1Assisted Reproduction Unit, Department of Obstetrics and Gynecology, Sir Run Run Shaw Hospital, Zhejiang University School of Medicine, Hangzhou, Zhejiang, People’s Republic of China; 2Zhejiang Provincial Clinical Research Center for Reproductive Health and Disease, Hangzhou, Zhejiang, 310016, People’s Republic of China; 3Zhejiang Key Laboratory of Precise Protection and Promotion of Fertility, Hangzhou, Zhejiang, People’s Republic of China
Correspondence: Dong Huang, Department of Obstetrics, Sir Run Run Shaw Hospital, Zhejiang University School of Medicine, No. 3 East Qing Chun Road, Hangzhou, 310016, People’s Republic of China, Tel +86 15924176867, Email [email protected]
Objective: To evaluate complications following laparoscopic cornuostomy or cornual repair in the management of cornual heterotopic pregnancy (CHP), and to assess the feasibility of repeat surgical interventions without compromising intrauterine pregnancy outcomes.
Methods: We conducted a case-based review involving two patients diagnosed with CHP following assisted reproductive technology (frozen embryo transfer and IVF).
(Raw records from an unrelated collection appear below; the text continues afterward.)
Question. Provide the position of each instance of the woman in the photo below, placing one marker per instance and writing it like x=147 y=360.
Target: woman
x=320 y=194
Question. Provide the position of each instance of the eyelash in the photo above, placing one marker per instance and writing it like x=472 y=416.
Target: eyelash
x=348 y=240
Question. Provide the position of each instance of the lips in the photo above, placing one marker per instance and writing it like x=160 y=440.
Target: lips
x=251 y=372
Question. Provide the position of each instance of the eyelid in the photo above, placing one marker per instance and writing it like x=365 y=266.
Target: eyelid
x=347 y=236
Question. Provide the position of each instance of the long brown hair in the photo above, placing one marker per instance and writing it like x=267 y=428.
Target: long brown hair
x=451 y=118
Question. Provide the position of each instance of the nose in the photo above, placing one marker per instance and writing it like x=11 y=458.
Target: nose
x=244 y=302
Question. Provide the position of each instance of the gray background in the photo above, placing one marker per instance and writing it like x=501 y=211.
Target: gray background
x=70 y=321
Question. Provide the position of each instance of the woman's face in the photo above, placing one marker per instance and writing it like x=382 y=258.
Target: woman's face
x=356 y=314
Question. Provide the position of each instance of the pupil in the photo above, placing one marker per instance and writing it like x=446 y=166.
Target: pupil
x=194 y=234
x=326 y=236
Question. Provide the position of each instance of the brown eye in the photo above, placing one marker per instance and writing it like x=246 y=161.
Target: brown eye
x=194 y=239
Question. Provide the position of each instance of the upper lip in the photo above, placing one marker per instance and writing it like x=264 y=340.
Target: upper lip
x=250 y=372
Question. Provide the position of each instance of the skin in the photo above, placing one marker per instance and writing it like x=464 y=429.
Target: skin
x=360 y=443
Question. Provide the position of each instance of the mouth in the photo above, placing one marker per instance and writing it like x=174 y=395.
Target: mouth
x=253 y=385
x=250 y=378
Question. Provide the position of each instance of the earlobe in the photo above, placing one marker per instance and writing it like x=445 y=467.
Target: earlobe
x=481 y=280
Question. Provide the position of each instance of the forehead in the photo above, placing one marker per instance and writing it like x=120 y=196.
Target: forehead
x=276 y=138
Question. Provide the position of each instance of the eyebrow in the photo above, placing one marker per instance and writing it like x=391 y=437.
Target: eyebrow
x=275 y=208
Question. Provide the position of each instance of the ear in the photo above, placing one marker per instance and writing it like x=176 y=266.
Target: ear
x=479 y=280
Both underwent initial laparoscopic cornuostomy or cornual repair, with postoperative complications managed through further interventions. Diagnostic tools, surgical approaches, and pregnancy outcomes were analyzed.
Results: In the first case, a 28-year-old woman developed a uterine arteriovenous fistula (AVF) after laparoscopic cornuostomy, detected by transvaginal ultrasound. Open AVF repair at 13 weeks under lumbar anesthesia resulted in a live birth at 32+ weeks. In the second case, a 30-year-old woman required laparotomy at 15+ weeks for removal of residual ectopic tissue after laparoscopic cornual repair; she subsequently delivered at term. Both cases demonstrated that repeat surgeries, including open procedures, can be safely performed without compromising ongoing intrauterine pregnancies.
Conclusion: Minimally invasive surgery is effective for CHP, but complications such as AVF and persistent ectopic tissue can arise and require timely reintervention. Transvaginal ultrasonography is essential for early detection. With multidisciplinary care and careful surgical planning, even repeat open surgeries can result in favorable maternal and fetal outcomes.
Keywords: cornual heterotopic pregnancy, uterine arteriovenous fistula, persistent ectopic pregnancy, laparoscopic cornuostomy
Introduction
Heterotopic pregnancies (HP) are complex clinical entities characterized by the simultaneous occurrence of twin gestations at separate implantation sites.1,2 The overall incidence of HP in pregnancies hovers around 1 in 3900 cases.3 However, this rate has been escalating in recent years, largely attributable to the rising application of exogenous gonadotropins and assisted reproductive technologies (ART), which could position the incidence at an estimated 1 in 3600. Notably, a history of salpingectomy markedly elevates the risk of cornual pregnancies, particularly following an ectopic pregnancy.4
Cornual Heterotopic Pregnancy (CHP), a distinctive form of heterotopic pregnancy, emerges in the segment of the fallopian tube that traverses the myometrium, and is at times interchangeably referred to as an interstitial pregnancy.5 Primary concerns for the pregnant individual include the threat of severe bleeding or hemorrhagic shock stemming from a ruptured cornual pregnancy, in addition to potential treatment-related complications such as treatment failure, persistent ectopic pregnancy, uterine rupture, infection, and complications from anesthesia.6 The associated risks for the intrauterine pregnancy encompass miscarriage, preterm delivery, infection, and other adverse outcomes. Given the concurrent presence of an intrauterine pregnancy, safeguarding the integrity of the uterus is of paramount importance. In recent times, there has been a gradual shift toward surgical interventions that prioritize cornuostomy or cornual repair, owing to their superior preservation of uterine myometrium integrity and diminished impact on uterine vasculature.7 Such tension-free repair techniques foster effective healing at the site of the uterine horn, significantly diminishing the risk of uterine rupture in subsequent pregnancies.8 Nonetheless, the management and prognostication of treatment-related complications are scarcely reported.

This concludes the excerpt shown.